GOODREADS BOOK DATA

Growing up, I always loved books. My dream career was to be someone who got to read books for a living. However, I quickly realized that was perhaps an unrealistic and near impossible dream to achieve, so I pivoted to wanting to become a writer.

Although that aspiration faded over time, my love for reading never did. That is why I am fascinated by the dataset I have selected for this data analysis project.

The selected dataset has information on approximately 100,000 books from Goodreads – an online book database and social cataloguing website where users can get information on books, share reviews, and engage with other book lovers.

The original dataset has information on approximately 5,000,000 books, split into 23

excel files – with each file containing 100,000 rows of data.

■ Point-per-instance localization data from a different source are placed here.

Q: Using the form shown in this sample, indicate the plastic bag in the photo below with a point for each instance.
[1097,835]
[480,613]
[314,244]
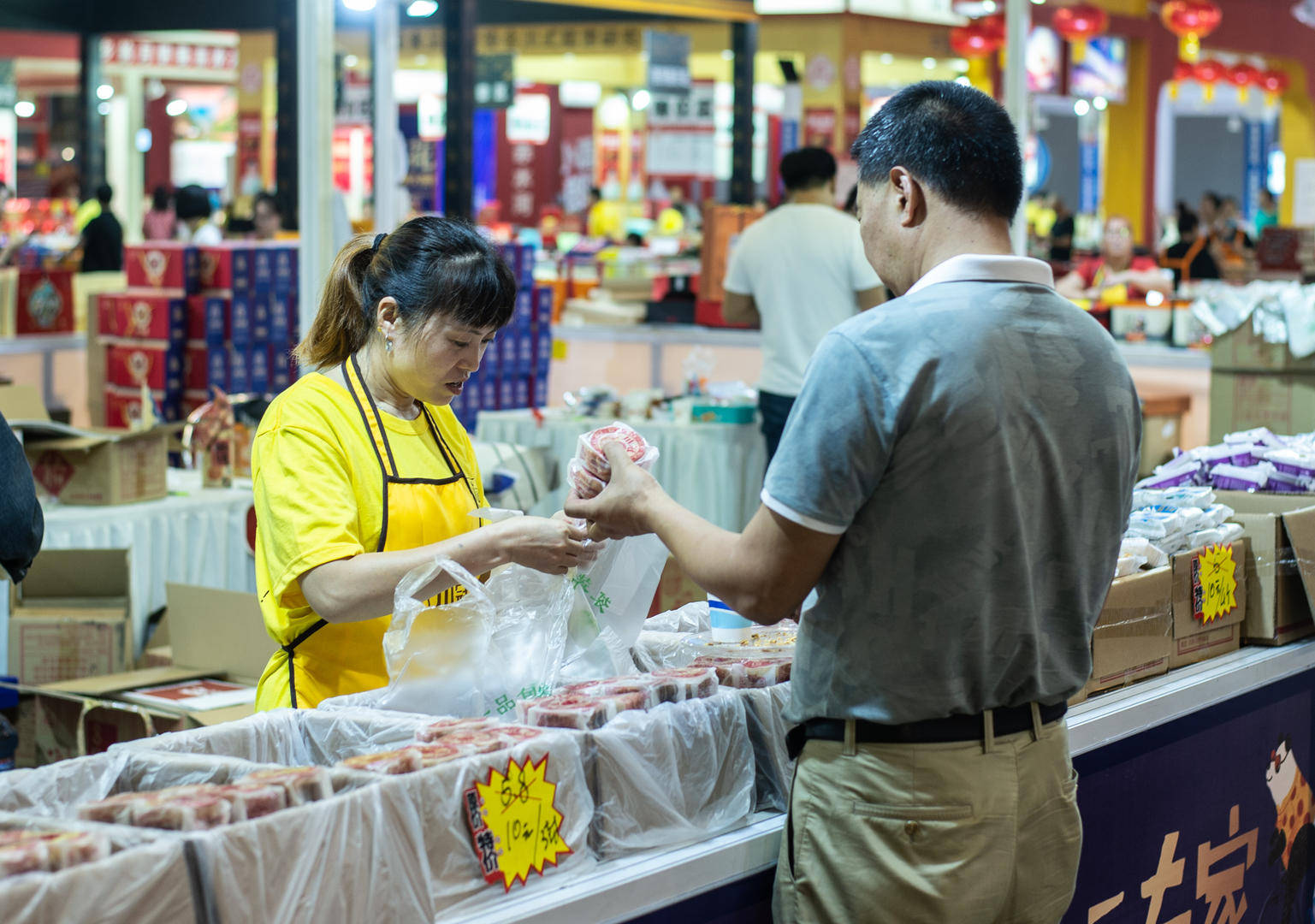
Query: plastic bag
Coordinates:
[500,643]
[610,602]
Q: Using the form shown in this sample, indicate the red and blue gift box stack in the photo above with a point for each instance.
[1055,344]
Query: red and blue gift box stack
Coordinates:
[514,370]
[198,317]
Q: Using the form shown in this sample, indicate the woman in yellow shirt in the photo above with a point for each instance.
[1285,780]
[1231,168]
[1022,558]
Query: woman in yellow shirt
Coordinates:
[362,471]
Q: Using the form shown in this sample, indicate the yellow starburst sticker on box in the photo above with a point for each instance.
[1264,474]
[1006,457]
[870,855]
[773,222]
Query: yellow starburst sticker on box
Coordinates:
[1214,583]
[514,823]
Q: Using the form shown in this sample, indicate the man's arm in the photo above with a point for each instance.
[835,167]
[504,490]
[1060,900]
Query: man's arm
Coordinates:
[869,297]
[739,309]
[763,573]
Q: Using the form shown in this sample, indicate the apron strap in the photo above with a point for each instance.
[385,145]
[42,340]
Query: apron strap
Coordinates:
[291,651]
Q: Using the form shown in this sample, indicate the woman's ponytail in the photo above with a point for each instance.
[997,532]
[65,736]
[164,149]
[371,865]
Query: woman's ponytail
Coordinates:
[342,325]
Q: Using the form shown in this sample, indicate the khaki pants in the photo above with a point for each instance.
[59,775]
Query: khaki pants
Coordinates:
[931,833]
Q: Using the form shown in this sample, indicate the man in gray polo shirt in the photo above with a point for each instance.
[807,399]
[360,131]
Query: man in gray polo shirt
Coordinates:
[954,480]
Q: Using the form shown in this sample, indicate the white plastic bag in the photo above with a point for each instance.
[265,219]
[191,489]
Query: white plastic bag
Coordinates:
[500,643]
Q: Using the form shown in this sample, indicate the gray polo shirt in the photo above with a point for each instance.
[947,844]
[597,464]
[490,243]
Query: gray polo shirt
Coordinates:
[976,443]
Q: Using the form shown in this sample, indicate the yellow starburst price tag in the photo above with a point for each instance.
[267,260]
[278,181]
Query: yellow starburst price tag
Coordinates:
[1214,583]
[514,825]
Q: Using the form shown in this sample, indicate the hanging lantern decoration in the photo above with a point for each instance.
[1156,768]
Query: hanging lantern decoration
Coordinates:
[1181,71]
[1243,76]
[974,41]
[1209,73]
[1190,21]
[1080,22]
[1275,83]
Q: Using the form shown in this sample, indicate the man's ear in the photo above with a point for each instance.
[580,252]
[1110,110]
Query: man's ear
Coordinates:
[909,195]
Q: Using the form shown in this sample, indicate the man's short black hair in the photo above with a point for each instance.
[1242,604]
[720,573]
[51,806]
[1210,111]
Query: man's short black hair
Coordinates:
[808,169]
[954,139]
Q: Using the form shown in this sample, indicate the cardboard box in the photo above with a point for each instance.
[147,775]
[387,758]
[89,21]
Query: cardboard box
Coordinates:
[162,264]
[1198,634]
[71,617]
[213,634]
[1243,350]
[154,363]
[45,303]
[1134,634]
[88,467]
[1280,531]
[1282,401]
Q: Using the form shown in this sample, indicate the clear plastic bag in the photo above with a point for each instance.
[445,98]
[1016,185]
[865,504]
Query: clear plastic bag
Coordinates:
[500,643]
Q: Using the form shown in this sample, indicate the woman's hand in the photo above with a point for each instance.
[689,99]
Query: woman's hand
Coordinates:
[550,546]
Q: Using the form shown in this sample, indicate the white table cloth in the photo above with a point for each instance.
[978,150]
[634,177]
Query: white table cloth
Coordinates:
[714,470]
[193,536]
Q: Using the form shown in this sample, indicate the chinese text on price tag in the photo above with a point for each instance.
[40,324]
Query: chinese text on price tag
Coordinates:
[514,825]
[1214,583]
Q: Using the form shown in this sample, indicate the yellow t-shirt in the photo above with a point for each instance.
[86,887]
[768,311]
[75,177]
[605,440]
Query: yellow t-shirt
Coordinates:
[318,489]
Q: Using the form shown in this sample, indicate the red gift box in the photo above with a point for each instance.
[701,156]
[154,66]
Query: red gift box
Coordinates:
[45,303]
[146,314]
[157,364]
[162,266]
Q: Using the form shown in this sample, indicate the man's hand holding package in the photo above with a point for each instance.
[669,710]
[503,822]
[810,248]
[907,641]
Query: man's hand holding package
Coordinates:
[622,506]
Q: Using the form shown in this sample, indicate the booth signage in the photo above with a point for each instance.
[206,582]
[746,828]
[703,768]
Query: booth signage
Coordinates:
[668,62]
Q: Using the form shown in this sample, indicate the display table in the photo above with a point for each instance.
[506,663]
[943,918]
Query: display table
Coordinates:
[714,470]
[1127,745]
[193,536]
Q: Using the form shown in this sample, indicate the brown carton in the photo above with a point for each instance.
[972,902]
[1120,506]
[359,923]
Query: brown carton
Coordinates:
[216,634]
[88,467]
[1205,627]
[1282,401]
[1133,635]
[71,617]
[1280,531]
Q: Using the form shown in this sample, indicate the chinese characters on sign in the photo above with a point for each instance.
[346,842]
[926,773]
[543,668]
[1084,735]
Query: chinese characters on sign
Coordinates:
[516,826]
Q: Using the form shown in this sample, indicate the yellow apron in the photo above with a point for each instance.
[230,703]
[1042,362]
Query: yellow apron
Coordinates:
[335,659]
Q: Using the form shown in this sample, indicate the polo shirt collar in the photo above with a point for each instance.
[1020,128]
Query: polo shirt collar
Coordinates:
[986,269]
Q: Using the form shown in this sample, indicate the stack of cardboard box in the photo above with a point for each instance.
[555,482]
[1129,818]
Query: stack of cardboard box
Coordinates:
[514,370]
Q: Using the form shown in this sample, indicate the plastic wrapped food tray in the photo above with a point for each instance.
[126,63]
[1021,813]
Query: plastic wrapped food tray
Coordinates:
[93,891]
[423,808]
[678,773]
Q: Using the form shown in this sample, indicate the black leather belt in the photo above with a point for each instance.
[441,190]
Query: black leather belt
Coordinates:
[930,731]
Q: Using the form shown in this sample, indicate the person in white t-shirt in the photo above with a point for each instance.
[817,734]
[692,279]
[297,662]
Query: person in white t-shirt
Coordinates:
[797,272]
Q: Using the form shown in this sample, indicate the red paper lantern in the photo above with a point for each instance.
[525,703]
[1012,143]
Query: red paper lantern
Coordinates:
[1275,82]
[1190,21]
[1080,21]
[974,41]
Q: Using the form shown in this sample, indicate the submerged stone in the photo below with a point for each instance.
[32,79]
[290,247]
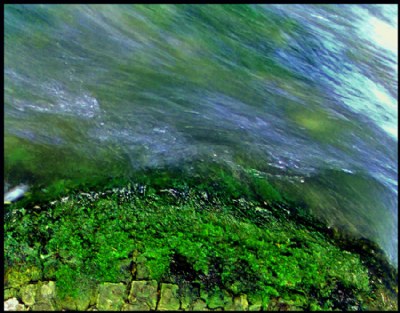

However, for the purpose of this analysis I have decided to work with the first file, containing data on only the first 100,000 books.

The dataset includes book information like the name of the book, number of pages, the day and year it was published, author, publisher, number of reviews on Goodreads, and the rating the book currently has on Goodreads. The book rating is determined by users on Goodreads who have read the book and are able to rate it based on their preferences, on a scale from 1 – 5. The rating system has been adjusted in the last few years to account for fairness and relevancy; Any ratings that feature comments that are irrelevant or off-topic to the book are deleted and do not contribute to the overall rating displayed on Goodreads.

My goal with this dataset was to analyze the relationship between various variables regarding book data. I did not have many hypotheses as to which variables may be related, whether through correlation or causation, however, I was curious as to how some variables may affect others.

Some of the variables of interest within this dataset were – Number of Pages, Counts of Reviews, Publish Year, Publisher, Author, and Rating. More specifically, my goal with this dataset was to see which variables affect the rating of a book. The variables included in this dataset are quite interesting and I am curious to see whether any variables influence ratings.

Through analyses on R and excel, I have analyzed the various relationships within the dataset and have presented my findings in this report.